Now, we're in an age of cynicism, greed, and disillusionment with the prevailing order. Sex scandals, fiscal and moral corruption, crime, drugs, and petty partisan politics are commonplace. Economic downturns have eroded the standard of living of the American working classes (from unskilled to paraprofessional and even professional occupations). We live in constant fear of something awful happening, whether it be a natural disaster (fire, earthquake, hurricane, etc.) or a terrorist attack. We are constantly being told that we must be protected from all of the awful nastiness out there, that America requires constant vigilance against all manner of threats both internal and external.

How did we get this way? What happened to this country? Why can't we have our Golden Age back?

How can you get something back if you never had it in the first place?

This post, and many following it, will deal with the real history of America. Some of what we learned in school is true, and where that's the case, it will be dealt with. But these are only partial truths and do not present the whole picture. The desire to protect children from the darkness that surrounds us is understandable, and they are in some need of protection. Are we children, to be coddled and protected from the consequences of our own actions, our own desires? Are we not as adults entitled to the full story?

The full story, as told in numerous speeches, books, journal and magazine articles, newspaper stories, letters, diaries, and other historical sources both primary and secondary, is that America's greatness has always been much greater for a certain group of people than it has for everyone else. We've become more conscious about the racism in our past, especially directed against the children of the African diaspora, the descendants of slaves or persons captured as slaves who managed to free themselves. Some discussion has been had regarding the impact that African slave-trade had upon Africa as well.

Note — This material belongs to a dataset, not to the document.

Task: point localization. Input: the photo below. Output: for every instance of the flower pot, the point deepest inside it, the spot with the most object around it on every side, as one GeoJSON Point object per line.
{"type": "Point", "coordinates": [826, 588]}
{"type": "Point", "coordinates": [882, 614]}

But always there is a narrowness of vision, an intent to focus upon certain things to the total exclusion of others. If we wish to write coherent microhistories, discourses upon the histories of certain parts of the greater fabric of American history, then we must exclude some things from our focus in order to maintain coherence. However, we're always encouraged to deal only in microhistories and never to deal with the macrohistory, the framework that is constructed out of the interaction of the elements dealt with in the microhistories; but it is precisely this macrohistory that makes sense of it all and tells the tale that I am telling here.

Because history only makes sense in light of the present, a brief examination of the present world-situation with an emphasis on the role of the United States within it is necessary. The United States sits at the apex of a pyramid of global military and economic power. Through direct military intervention, supporting coups d'état, economic sanctions, and political and economic pressure, the United States has engineered a global political order in which it is clearly the most powerful state-actor. In a word, the United States has an empire, and the President is an emperor.

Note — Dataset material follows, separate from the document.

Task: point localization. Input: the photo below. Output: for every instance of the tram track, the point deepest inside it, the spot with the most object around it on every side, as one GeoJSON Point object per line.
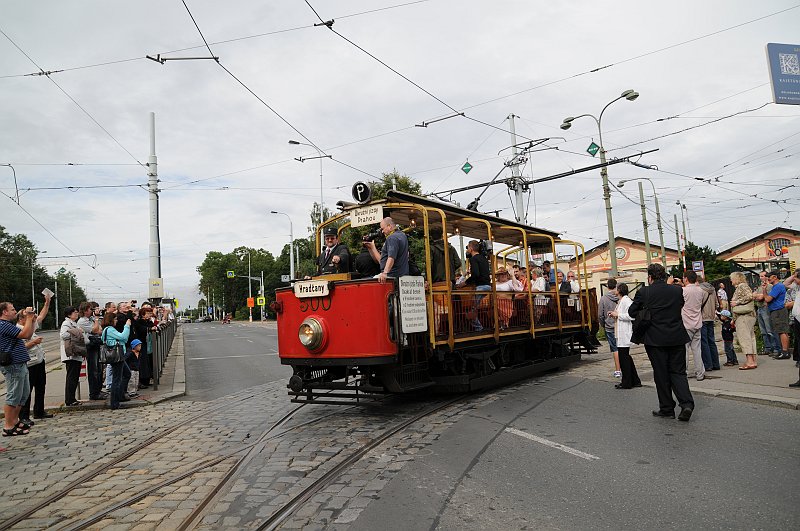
{"type": "Point", "coordinates": [241, 456]}
{"type": "Point", "coordinates": [289, 508]}
{"type": "Point", "coordinates": [115, 460]}
{"type": "Point", "coordinates": [205, 465]}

The relation of the other states (that is, an organized, bureaucratic government apparatus, not one of the 50 United States) and geo-political entities presently extant to this empire and their relations within it, vary. Those that choose to pursue a policy independent of the desires of the Empire are declared anathema, their leaders (and sometimes even their people) excommunicated from the True Faith, the One Holy Apostolic Church of the Free Market, and sometimes a crusade is called to bring them back into the fold (or to exterminate them). The desires of the Empire are complex in their character, but their essence, their nature, is very simple: the Empire desires access to resources and markets on terms favorable to its elites, and it desires a political system that will ensure this access on a continuing basis. Because of the historical circumstances of its development, the Empire demands access from certain states and bodies politic within those states on a basis less unfavorable to the latter; but the inherent logic of Empire demands that these privileges be inexorably abridged and attenuated as the demand for resources and market penetration by the corporations that the Imperial elite formed to organize the extraction of resources, production of goods, and distribution of those goods within the Imperial heartland.

This economic activity is the ultimate object of Imperial policy. Although not every action is calculated in terms of economic transactions, the maintenance of the economic basis of the Empire is the framework within which policy decisions are made.